Die „Litanies à la Vierge noire“ komponiert Poulenc nach dem tragischen Unfalltod seines Freundes, des Komponisten Pierre-Octave Ferroud. Durch diesen Verlust findet Poulenc zum Glauben zurück, unternimmt kurz nach dem Tod Ferrouds eine Wallfahrt nach Rocamadour zur schwarzen Madonna, „la Vierge noire“. Noch am selben Abend beginnt er mit der Komposition der Litanies, die er in sieben Tagen vollendet.
Auch das „Stabat Mater” komponiert Poulenc nach dem Tod eines Künstlers, dem Bühnen- und Kostümbildner Christian Bérard. Wieder gibt ihm die Madonna von Rocamadour Kraft, Marias Leid bei der Kreuzigung Jesu scheint ihm das aufrichtigste Gedenken zu sein.
Wie es zu Poulencs Charakter passt, folgen heitere auf dramatische, lebensbejahende auf angsterfüllte Passagen.
Patricia Petibon: tiefe Verbundenheit zu Poulenc
Die Opernsängerin Patricia Petibon ist wie geschaffen dafür, das göttliche Mysterium, das Poulenc durch seine Musik geschaffen hat, auf ehrliche und aufrichtige Art auszudrücken, mit einer Klarheit und Feinfühligkeit, die die musikalischen Ideen Poulencs hervorragend widergibt.
Patricia Petibon sagt selbst, Poulencs Musik sei wie eine Schlange, die sich den Weg in unser Herz hineinwindet. Man merkt ihr an, dass sie eine tiefe Verbundenheit mit dem Mann empfindet, dessen Wesen hinter jeder Note, hinter jedem Ton steckt, und so gibt auch sie sich ganz den Emotionen, die in seinen Kompositionen stecken, hin.

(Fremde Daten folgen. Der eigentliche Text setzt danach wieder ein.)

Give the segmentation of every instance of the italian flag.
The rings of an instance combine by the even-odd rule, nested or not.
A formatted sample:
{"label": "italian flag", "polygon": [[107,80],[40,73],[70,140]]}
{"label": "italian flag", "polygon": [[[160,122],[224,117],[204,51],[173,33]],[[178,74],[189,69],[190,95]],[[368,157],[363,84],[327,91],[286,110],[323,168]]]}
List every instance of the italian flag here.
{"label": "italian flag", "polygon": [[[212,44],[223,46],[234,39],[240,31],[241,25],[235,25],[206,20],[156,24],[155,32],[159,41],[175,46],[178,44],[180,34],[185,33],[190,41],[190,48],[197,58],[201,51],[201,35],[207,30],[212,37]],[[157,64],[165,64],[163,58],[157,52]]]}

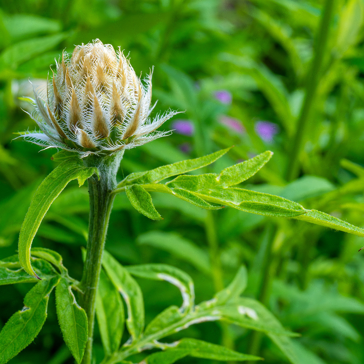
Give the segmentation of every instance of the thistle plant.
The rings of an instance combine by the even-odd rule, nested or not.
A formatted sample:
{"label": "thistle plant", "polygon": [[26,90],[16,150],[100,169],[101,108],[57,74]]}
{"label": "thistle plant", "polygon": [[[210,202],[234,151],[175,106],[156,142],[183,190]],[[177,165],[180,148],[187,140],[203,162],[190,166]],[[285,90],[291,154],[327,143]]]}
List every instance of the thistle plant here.
{"label": "thistle plant", "polygon": [[[181,270],[163,264],[124,267],[104,251],[115,196],[126,193],[138,212],[155,220],[161,217],[150,191],[169,194],[208,210],[227,206],[302,220],[361,236],[364,236],[364,230],[307,210],[297,202],[239,186],[268,161],[272,155],[269,151],[219,173],[188,174],[213,163],[228,153],[228,148],[132,173],[118,183],[116,173],[125,150],[166,135],[155,130],[175,112],[163,114],[153,121],[149,118],[151,75],[146,80],[147,86],[143,86],[122,53],[119,50],[117,54],[111,46],[96,40],[76,47],[70,58],[64,53],[62,59],[48,87],[46,100],[36,92],[32,101],[36,109],[31,116],[40,130],[21,135],[36,144],[67,153],[61,151],[53,156],[54,160],[61,163],[33,197],[20,232],[19,254],[0,262],[0,284],[36,283],[25,297],[24,307],[0,333],[0,364],[7,362],[37,335],[55,288],[64,341],[78,364],[93,362],[95,315],[104,353],[102,364],[131,363],[124,361],[145,352],[140,362],[143,364],[169,364],[189,355],[234,361],[261,359],[192,339],[169,342],[168,337],[191,325],[218,320],[265,333],[291,362],[297,363],[290,339],[295,334],[285,329],[259,302],[241,296],[246,285],[244,266],[228,287],[211,300],[196,305],[192,280]],[[80,281],[70,276],[58,253],[31,248],[51,205],[75,179],[80,186],[87,180],[90,195],[88,239]],[[133,276],[164,280],[176,286],[181,292],[181,306],[170,306],[145,328],[142,293]],[[124,327],[128,337],[122,341]],[[167,342],[160,341],[163,338]],[[156,349],[160,351],[148,354],[147,351]]]}
{"label": "thistle plant", "polygon": [[[177,113],[149,115],[152,72],[136,76],[120,48],[98,39],[65,52],[46,95],[36,91],[31,115],[40,128],[21,136],[46,147],[77,152],[81,157],[110,155],[141,145],[169,132],[155,131]],[[155,104],[154,105],[155,106]]]}

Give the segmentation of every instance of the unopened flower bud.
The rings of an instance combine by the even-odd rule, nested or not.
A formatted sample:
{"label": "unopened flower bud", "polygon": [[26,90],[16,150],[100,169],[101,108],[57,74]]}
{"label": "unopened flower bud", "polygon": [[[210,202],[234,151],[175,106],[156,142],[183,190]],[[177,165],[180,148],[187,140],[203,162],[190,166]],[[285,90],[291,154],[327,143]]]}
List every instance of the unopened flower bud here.
{"label": "unopened flower bud", "polygon": [[109,154],[164,136],[156,131],[178,113],[149,117],[152,72],[142,83],[120,48],[98,39],[64,52],[44,97],[34,91],[29,114],[40,128],[21,137],[46,148]]}

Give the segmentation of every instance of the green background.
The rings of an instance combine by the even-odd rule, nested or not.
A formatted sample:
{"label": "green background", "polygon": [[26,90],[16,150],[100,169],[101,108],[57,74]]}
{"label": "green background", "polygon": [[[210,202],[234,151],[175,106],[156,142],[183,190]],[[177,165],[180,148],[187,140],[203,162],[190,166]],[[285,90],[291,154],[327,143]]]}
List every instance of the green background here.
{"label": "green background", "polygon": [[[186,110],[161,130],[173,128],[178,119],[194,126],[192,135],[175,132],[127,151],[119,179],[233,145],[204,171],[218,171],[270,150],[272,159],[245,188],[364,224],[363,0],[0,4],[0,258],[15,253],[32,194],[56,165],[50,159],[55,150],[40,151],[34,145],[12,141],[14,133],[36,126],[18,98],[31,97],[28,80],[36,87],[45,84],[50,65],[63,50],[71,53],[74,45],[96,38],[129,54],[137,75],[154,66],[153,99],[159,100],[155,114],[170,108]],[[222,90],[231,96],[231,103],[217,97]],[[257,123],[262,121],[273,123],[277,132],[272,138],[260,135]],[[51,207],[33,244],[60,253],[78,279],[88,199],[86,187],[70,183]],[[219,281],[226,285],[245,264],[249,272],[245,294],[259,299],[285,327],[301,335],[295,342],[302,363],[364,363],[364,258],[357,253],[364,239],[229,208],[214,212],[211,219],[205,210],[161,194],[153,195],[153,201],[161,221],[139,214],[124,195],[117,197],[106,249],[122,263],[163,262],[185,270],[195,282],[197,302],[210,298]],[[167,283],[138,282],[147,321],[180,304],[179,292]],[[1,287],[0,325],[21,309],[31,286]],[[11,363],[73,362],[57,324],[54,296],[50,300],[40,333]],[[96,330],[95,353],[101,359]],[[265,362],[286,360],[268,338],[254,339],[233,326],[205,323],[169,339],[184,336],[246,353],[257,340],[256,353]],[[178,362],[212,363],[191,358]]]}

Die vokalen Linien sind oft sehr risikoreich, mit unerwarteten Intervallen und hohen Noten, die aus dem Nichts einbrechen. Doch Petibon wagt jedes Risiko und das Ergebnis gibt ihr Recht. Der Choeur de l´Orchestre de Paris ist in das Orchester eingebettet, klingt voll und erfüllt den ganzen Raum mit einer geistlichen Aura. Zudem beherrschen es die Musiker, die gewisse Leichtigkeit in Poulencs Musik zu unterstreichen, die sich nie allzu ernst nimmt.
Vor den geistlichen Werken Poulencs sollen wir nicht in Ehrfurcht erstarren, denn sie sind von einem Menschen komponiert, der die Ängste und Freuden, das Leid und den Humor der Menschen kennt und in Musik zu verwandeln versteht. Poulencs geistliche Musik ist Religiosität, die nicht den Zeigefinger hebt, sondern, erfüllt von Demut und Esprit, Ernsthaftigkeit und Gelassenheit, die Verehrung Gottes und Marias zum Ausdruck bringt.